Hi,
I’m working on a TX2 and I’m building up an applciation using a ZED camera and the YOLO port for TensorRT (https://github.com/TLESORT/YOLO-TensorRT-GIE-) but I having lots of cuda errors at runtime.
I got the following errors:
ZED (Init) >> Video mode: HD720@30
[TensorRtEngine] loading yolo_small.prototxt yolo_small.caffemodel
in sl::ERROR_CODE sl::Mat::setFrom(const sl::Mat&, sl::COPY_TYPE) : cuda error [4]: unspecified launch failure.
in sl::ERROR_CODE sl::Mat::updateGPUfromCPU() : cuda error [4]: unspecified launch failure.

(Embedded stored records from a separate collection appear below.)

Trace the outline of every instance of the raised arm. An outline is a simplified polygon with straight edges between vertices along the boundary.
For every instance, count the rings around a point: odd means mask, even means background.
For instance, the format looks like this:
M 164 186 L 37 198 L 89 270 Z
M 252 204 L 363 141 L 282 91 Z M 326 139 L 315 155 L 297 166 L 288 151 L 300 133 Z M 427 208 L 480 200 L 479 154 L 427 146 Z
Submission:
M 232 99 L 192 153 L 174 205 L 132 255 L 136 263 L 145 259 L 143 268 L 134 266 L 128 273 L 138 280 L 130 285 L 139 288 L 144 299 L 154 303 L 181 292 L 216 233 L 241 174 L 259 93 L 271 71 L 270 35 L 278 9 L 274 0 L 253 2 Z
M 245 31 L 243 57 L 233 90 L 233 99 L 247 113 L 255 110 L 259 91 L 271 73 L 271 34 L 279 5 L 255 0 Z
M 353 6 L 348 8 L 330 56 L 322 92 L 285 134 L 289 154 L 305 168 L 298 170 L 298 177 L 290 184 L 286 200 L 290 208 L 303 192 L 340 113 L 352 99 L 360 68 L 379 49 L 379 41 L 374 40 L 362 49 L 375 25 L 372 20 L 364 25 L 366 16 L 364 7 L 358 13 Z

cudnnFullyConnectedLayer.cpp (282) - Cuda Error in rowMajorMultiply: 13
[TensorRtEngine] Cuda failure: 4
Sometimes I also encounter the error “cudnnConvolutionLayer.cpp (213) - Cuda Error in execute: 7”
The problem seems to perform the YOLO computation in a thread while the frame grabbing is in a different thread.
Hi, I hope to test the jetpack 3.2 in a few days…
In the meantime, I’m having trouble configuring eclipse on a TX2 to build (and to make autocompletion work) with PCL lib, opencv3 and zed sdk… Is there someone that develop on the tx2? using which IDE?
Hi,
I have installed jetpack3.2. I’m having problems with the zed sdk: the latest version should support cuda9 but the installer says that the sdk is compatible with cuda8 only.
I have installed it anyway but I can’t build any sample in the sdk due to cuda8 requirement.
I have installed the ZED SDK 2.3.1 (beta) as stereolabs suggest: it works with Jetpack3.2.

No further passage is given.